Cross-Image Attention for Zero-Shot Appearance Transfer

Yuval Alaluf,Daniel Garibi,Or Patashnik,Hadar Averbuch-Elor,Daniel Cohen-Or
2023-11-07
Abstract:Recent advancements in text-to-image generative models have demonstrated a remarkable ability to capture a deep semantic understanding of images. In this work, we leverage this semantic knowledge to transfer the visual appearance between objects that share similar semantics but may differ significantly in shape. To achieve this, we build upon the self-attention layers of these generative models and introduce a cross-image attention mechanism that implicitly establishes semantic correspondences across images.

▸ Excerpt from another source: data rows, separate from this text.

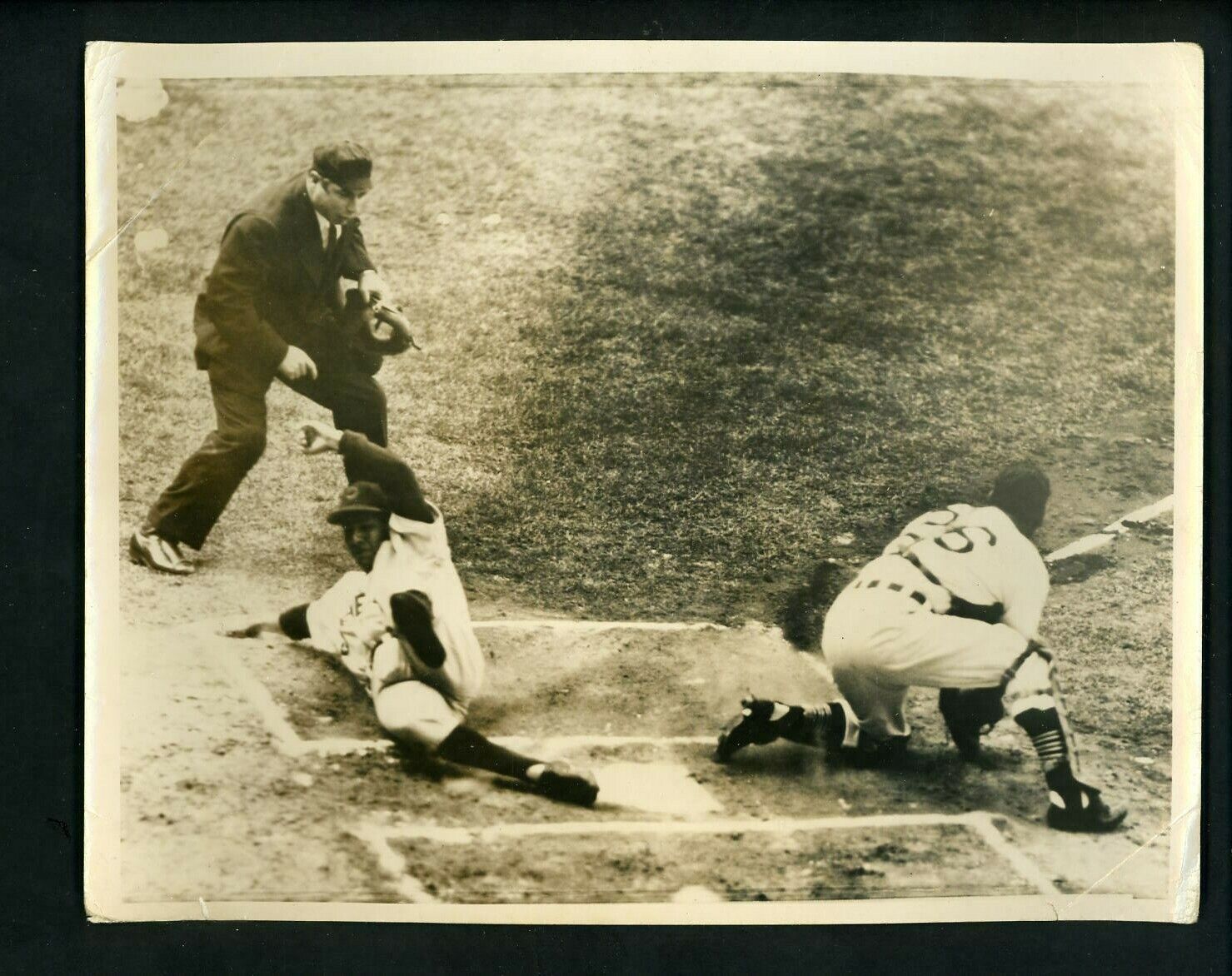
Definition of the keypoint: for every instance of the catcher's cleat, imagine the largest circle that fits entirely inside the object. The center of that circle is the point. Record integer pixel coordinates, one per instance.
(753, 726)
(1087, 814)
(562, 781)
(149, 549)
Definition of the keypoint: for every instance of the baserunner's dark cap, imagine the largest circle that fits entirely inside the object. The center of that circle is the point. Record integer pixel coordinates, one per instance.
(347, 164)
(360, 498)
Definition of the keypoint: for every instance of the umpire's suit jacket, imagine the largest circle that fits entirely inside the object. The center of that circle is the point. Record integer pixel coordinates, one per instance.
(272, 286)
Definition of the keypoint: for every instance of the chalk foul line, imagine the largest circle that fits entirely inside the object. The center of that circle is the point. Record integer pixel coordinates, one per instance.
(380, 834)
(1119, 528)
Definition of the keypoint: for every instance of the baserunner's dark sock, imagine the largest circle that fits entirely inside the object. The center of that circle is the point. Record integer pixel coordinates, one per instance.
(808, 726)
(467, 747)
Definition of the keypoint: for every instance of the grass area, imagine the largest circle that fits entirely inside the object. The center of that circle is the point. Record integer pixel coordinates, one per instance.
(681, 333)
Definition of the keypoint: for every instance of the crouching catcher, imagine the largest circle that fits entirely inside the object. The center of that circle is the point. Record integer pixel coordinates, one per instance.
(953, 603)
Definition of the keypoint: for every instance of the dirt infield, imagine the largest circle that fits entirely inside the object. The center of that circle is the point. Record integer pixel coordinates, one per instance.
(217, 806)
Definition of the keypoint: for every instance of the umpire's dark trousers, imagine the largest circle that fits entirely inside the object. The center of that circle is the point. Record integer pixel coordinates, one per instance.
(190, 506)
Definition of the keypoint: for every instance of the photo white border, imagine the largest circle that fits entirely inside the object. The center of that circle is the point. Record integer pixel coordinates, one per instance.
(1172, 73)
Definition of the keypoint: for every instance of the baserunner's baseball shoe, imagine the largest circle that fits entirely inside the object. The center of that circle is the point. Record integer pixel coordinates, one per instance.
(753, 726)
(562, 781)
(149, 549)
(1090, 814)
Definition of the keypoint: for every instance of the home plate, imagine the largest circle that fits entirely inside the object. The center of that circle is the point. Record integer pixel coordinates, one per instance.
(657, 788)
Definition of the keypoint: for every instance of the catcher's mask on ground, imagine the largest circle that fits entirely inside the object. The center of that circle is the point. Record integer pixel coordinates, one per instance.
(1021, 492)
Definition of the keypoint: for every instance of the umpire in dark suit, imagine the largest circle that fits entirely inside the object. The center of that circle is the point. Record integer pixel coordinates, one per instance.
(272, 307)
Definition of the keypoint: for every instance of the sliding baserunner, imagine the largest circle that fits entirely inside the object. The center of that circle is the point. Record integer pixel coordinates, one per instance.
(402, 626)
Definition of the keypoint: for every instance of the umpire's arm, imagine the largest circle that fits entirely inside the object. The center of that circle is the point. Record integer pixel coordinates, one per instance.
(233, 287)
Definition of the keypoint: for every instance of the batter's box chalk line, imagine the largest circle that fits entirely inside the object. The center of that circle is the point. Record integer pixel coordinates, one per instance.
(380, 834)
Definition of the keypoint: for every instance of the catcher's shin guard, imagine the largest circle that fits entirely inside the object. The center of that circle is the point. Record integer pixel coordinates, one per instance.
(970, 714)
(761, 722)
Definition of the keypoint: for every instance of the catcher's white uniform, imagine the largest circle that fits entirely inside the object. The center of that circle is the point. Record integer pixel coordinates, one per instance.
(352, 621)
(895, 624)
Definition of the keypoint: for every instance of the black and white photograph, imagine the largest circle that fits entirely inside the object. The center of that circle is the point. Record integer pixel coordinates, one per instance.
(610, 482)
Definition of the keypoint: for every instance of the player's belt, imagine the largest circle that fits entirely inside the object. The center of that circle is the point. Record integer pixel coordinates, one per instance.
(895, 588)
(985, 613)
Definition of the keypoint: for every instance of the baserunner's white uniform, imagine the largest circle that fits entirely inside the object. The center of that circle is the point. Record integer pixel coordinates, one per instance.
(352, 621)
(892, 626)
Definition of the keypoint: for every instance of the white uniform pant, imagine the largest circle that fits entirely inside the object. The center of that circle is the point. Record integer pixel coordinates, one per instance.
(407, 705)
(879, 644)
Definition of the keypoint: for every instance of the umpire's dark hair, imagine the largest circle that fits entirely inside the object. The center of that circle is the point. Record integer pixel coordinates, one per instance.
(1021, 492)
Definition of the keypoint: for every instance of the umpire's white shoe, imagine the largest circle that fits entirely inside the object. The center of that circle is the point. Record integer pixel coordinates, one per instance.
(152, 550)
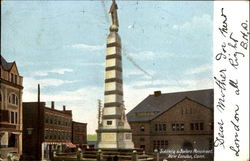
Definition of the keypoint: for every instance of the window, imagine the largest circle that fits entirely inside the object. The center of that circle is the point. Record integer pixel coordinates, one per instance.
(109, 122)
(211, 125)
(173, 127)
(196, 126)
(160, 144)
(142, 147)
(192, 126)
(164, 127)
(15, 117)
(142, 139)
(201, 126)
(177, 127)
(12, 117)
(160, 127)
(12, 77)
(156, 127)
(13, 99)
(182, 127)
(154, 144)
(142, 128)
(210, 144)
(15, 79)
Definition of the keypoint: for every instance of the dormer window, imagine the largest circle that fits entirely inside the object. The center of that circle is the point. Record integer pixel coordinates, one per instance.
(13, 99)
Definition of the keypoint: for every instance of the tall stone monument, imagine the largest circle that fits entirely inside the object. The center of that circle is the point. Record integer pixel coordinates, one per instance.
(114, 132)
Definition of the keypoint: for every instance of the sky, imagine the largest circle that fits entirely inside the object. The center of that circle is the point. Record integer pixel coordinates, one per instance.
(166, 46)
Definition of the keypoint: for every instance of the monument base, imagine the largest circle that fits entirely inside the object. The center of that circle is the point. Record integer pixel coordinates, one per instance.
(110, 139)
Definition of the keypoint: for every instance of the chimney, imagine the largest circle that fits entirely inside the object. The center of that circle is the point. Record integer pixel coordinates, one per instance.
(157, 93)
(52, 104)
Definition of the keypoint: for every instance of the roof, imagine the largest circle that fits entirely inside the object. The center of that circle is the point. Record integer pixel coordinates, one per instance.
(6, 65)
(155, 105)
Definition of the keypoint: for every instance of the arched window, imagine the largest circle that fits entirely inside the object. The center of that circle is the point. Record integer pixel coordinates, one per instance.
(13, 99)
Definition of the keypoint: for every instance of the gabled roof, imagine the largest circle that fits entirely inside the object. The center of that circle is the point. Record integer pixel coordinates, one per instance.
(6, 65)
(159, 104)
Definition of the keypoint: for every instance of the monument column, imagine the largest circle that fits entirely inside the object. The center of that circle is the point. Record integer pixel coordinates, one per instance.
(114, 132)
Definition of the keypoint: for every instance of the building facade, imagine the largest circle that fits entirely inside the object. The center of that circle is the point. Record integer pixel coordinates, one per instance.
(45, 129)
(79, 133)
(174, 121)
(11, 90)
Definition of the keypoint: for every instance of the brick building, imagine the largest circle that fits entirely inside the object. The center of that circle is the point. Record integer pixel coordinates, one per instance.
(79, 133)
(181, 120)
(11, 90)
(45, 129)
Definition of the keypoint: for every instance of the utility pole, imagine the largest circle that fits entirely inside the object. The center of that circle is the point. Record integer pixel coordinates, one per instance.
(99, 112)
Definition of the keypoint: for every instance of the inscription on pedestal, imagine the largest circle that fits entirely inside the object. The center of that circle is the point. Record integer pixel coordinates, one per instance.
(108, 137)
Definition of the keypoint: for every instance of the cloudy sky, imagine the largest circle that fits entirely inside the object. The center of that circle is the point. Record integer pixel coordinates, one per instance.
(167, 46)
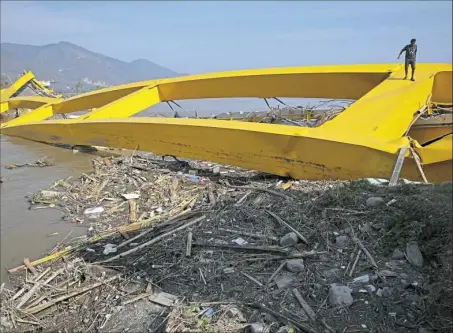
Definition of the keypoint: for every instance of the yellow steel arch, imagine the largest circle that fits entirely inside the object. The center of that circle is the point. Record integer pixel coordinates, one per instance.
(361, 142)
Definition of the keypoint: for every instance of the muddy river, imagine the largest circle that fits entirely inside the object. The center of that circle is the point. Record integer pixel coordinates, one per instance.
(29, 233)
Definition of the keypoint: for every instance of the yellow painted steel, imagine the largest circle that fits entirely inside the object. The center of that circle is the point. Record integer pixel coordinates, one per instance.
(15, 87)
(362, 141)
(20, 84)
(27, 102)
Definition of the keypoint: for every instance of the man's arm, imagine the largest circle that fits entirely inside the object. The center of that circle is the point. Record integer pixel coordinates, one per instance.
(401, 52)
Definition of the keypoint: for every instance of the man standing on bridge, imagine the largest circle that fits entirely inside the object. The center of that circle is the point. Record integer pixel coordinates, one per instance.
(410, 57)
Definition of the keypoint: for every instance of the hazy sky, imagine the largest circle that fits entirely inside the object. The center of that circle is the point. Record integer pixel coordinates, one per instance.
(203, 36)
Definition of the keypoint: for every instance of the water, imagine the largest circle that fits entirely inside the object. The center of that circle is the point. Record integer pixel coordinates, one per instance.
(26, 233)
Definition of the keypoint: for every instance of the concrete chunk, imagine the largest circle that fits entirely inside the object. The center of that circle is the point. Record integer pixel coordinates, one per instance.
(340, 295)
(289, 239)
(397, 254)
(295, 265)
(414, 256)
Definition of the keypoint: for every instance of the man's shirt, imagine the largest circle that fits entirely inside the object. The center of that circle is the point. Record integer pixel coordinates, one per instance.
(411, 52)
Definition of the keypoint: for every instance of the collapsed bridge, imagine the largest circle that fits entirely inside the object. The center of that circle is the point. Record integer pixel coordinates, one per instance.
(381, 132)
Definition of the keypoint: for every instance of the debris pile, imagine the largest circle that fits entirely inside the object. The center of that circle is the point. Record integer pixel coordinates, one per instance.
(42, 162)
(179, 246)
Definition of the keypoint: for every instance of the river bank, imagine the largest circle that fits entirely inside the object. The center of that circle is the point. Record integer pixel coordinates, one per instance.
(177, 246)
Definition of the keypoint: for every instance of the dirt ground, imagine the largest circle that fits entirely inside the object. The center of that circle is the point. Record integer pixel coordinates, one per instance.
(223, 249)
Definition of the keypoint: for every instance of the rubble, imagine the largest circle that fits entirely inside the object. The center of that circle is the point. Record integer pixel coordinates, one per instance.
(175, 246)
(340, 295)
(289, 239)
(375, 201)
(413, 254)
(398, 254)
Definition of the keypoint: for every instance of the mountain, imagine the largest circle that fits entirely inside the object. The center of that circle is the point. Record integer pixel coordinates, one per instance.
(68, 66)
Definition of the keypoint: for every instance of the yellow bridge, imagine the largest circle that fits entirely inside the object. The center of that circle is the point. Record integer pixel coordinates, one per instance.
(364, 140)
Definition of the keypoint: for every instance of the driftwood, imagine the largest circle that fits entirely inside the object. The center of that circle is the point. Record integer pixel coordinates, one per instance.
(154, 240)
(286, 224)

Specifically, given a pair of images -- one depicting the target structure and the other specifying the desired appearance -- our cross-image attention combines the queries corresponding to the structure image with the keys and values of the appearance image. This operation, when applied during the denoising process, leverages the established semantic correspondences to generate an image combining the desired structure and appearance. In addition, to improve the output image quality, we harness three mechanisms that either manipulate the noisy latent codes or the model's internal representations throughout the denoising process. Importantly, our approach is zero-shot, requiring no optimization or training. Experiments show that our method is effective across a wide range of object categories and is robust to variations in shape, size, and viewpoint between the two input images.
Computer Vision and Pattern Recognition,Graphics
What problem does this paper attempt to address?
The paper aims to address the problem of cross-image appearance transfer. Specifically, its goal is to transfer the appearance (such as texture, color, and other visual features) from one image to the structure of another image without additional training or optimization. This process requires establishing semantic correspondences between objects of different shapes, sizes, and even viewpoints. Traditional approaches usually require model training for specific object categories or assume that the source and target images have similar shapes. In contrast, the method proposed in this paper can accomplish this task in a zero-shot setting and is applicable to different categories of objects. By leveraging the cross-image attention mechanism in a pre-trained text-to-image generation model, this method can establish strong semantic associations between different images and achieve high-quality appearance transfer. Furthermore, to enhance the quality of the output images, the authors introduce three mechanisms to improve the manipulation of noise latent codes during the image generation process. Experimental results show that this method can be effectively applied to a wide range of object categories and demonstrates good robustness when handling input images with significant differences in shape, size, and viewpoint.